Même l'avocat de la famille semble avoir lâché l'affaire selon les Tirlot - Faure. "Je suis désespérée, tout le monde me dit qu'on ne peut rien faire tant que la police n'intervient pas", soupire Monique. Et pas question de se faire justice soi-même. "Nous sommes des citoyens honnêtes, nous avons toujours voulu passer par la justice mais même une avocate au début de la procédure m'avait conseillé de faire appel à 'des gros bras', je m'y suis toujours refusée", explique Mme Faure. Aujourd'hui, fatiguée et bouleversée par deux ans de procédures, elle semble presque regretter de ne pas avoir pris les choses en main elle-même.
Comment expliquer l'inaction des autorités publiques ? Du côté de la Région, le préfet Christophe Mirmand nommé en juillet dernier n'a pas connaissance du dossier. "Malheureusement je ne peux pas vous expliquer pourquoi rien n'a été entrepris à la suite de la décision de justice", nous a répondu le préfet. Possibles motifs selon lui : les différentes trêves hivernales qui visent à empêcher toute expulsion (de novembre à mars) ou bien le fait qu'il soit impossible de reloger les occupants ailleurs. "Je ferai un point avec mes équipes lundi 21 septembre pour comprendre la situation", nous a indiqué M. Mirmand.
En une semaine, le préfet aura donc réagi en écrivant à la famille pour lancer la procédure d'expulsion.

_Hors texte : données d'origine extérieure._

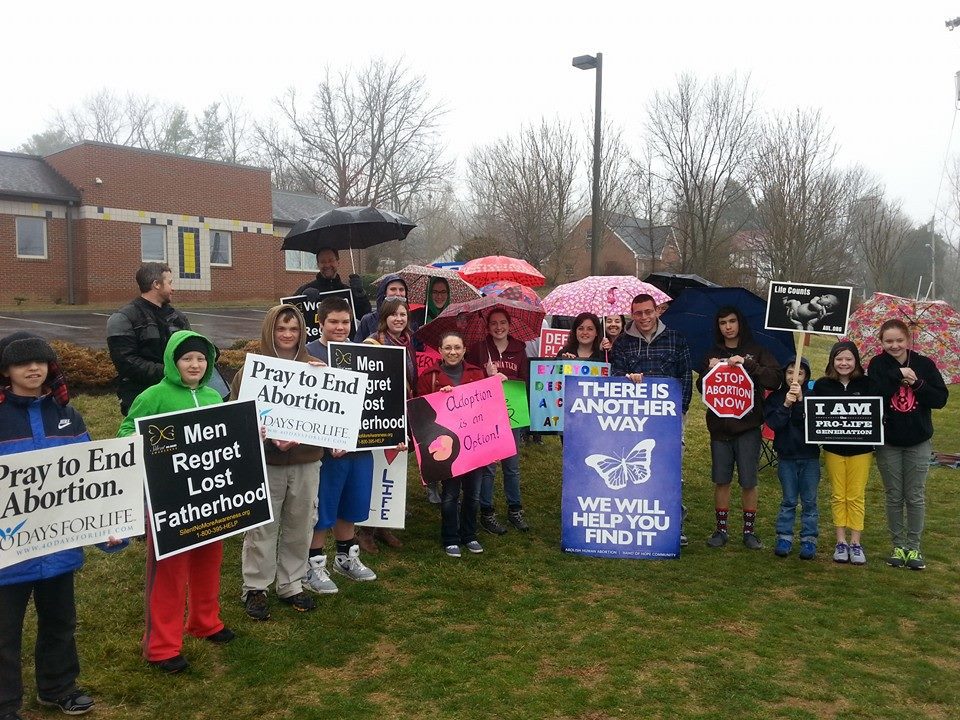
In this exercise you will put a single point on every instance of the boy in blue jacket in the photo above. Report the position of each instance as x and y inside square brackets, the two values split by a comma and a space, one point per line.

Contacté également le 19 septembre, le Préfet de police préfère étudier le dossier avant de nous répondre. Le maire de secteur (11/12), Julien Ravier nous avait assuré qu'il recevrait Mme Faure dans les jours à venir. Au téléphone, il nous a assuré dénombrer plusieurs cas similaires à celle de Monique Faure et sa famille dans son secteur. Mais les mesures d'expulsion relèvent de l'autorité de la préfecture. "Le 'problème' dans cette loi reste l'obligation de reloger les occupants, surtout s'il y a des enfants scolarisés, ce qui serait le cas dans la situation de Mme Faure", explique M. Ravier.

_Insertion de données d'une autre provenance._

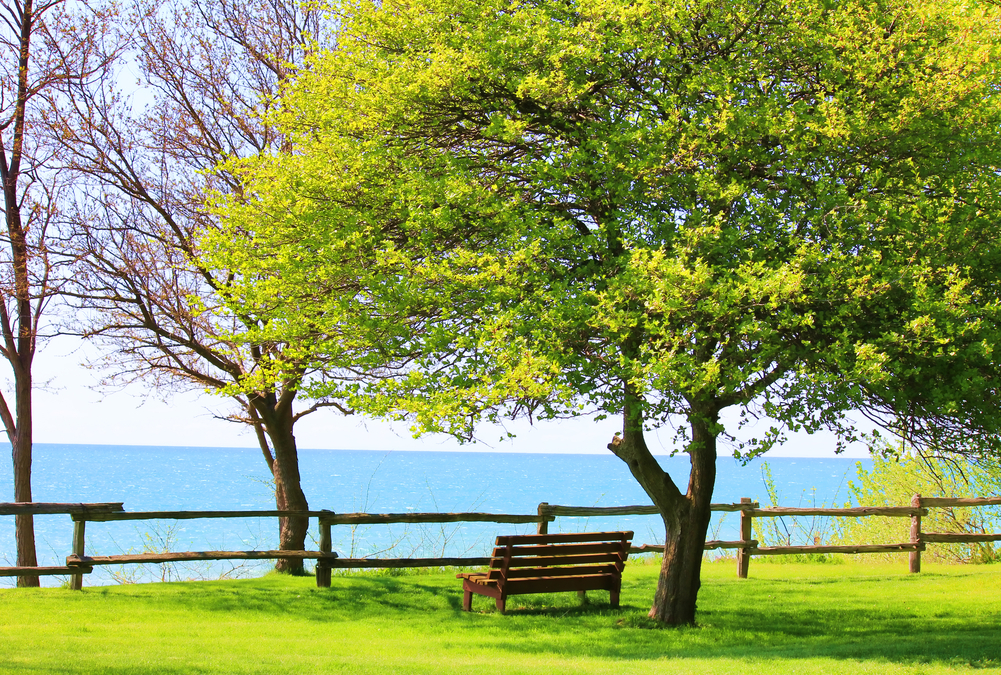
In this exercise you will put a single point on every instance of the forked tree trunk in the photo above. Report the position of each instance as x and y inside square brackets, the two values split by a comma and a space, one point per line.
[681, 571]
[19, 433]
[686, 517]
[24, 526]
[277, 423]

Monique Faure et sa famille, eux, attendent. Ils ne s'approchent plus de leur maison, devenue insalubre et dont le jardin ressemblerait désormais à une décharge à ciel ouvert. Le coût des procédures et l'absence de considération des pouvoirs publics - "du mépris" - leur a fait perdre tout espoir.
Un nouvel amendement
Face à la recrudescence de cas de squats, les députés ont adopté, le 16 septembre, un amendement qui permet de mieux protéger les propriétaires. Cet amendement étend la notion de domicile à la résidence secondaire.
"A partir du moment où vous trouvez un squatteur chez vous, vous déposez plainte, vous faites constater que c'est bien chez vous et après vous interpellez le préfet. Le préfet a 48H pour vous répondre et au bout de 48H le préfet lui-même met en demeure le squatteur de partir." a précisé Emmanuelle Wargon, ministre du logement.
Actuellement, si le propriétaire expulse lui-même les squatteurs : il encourt 3 ans de prison et 30 000 euros d'amende, plus que le squatteur dont la peine maximale sera d'un an de prison et 15 000 euros d'amende. Le but de ce nouvel amendement est donc de rétablir l'équité entre la peine risquée par le propriétaire et la peine encourue par le squatteur.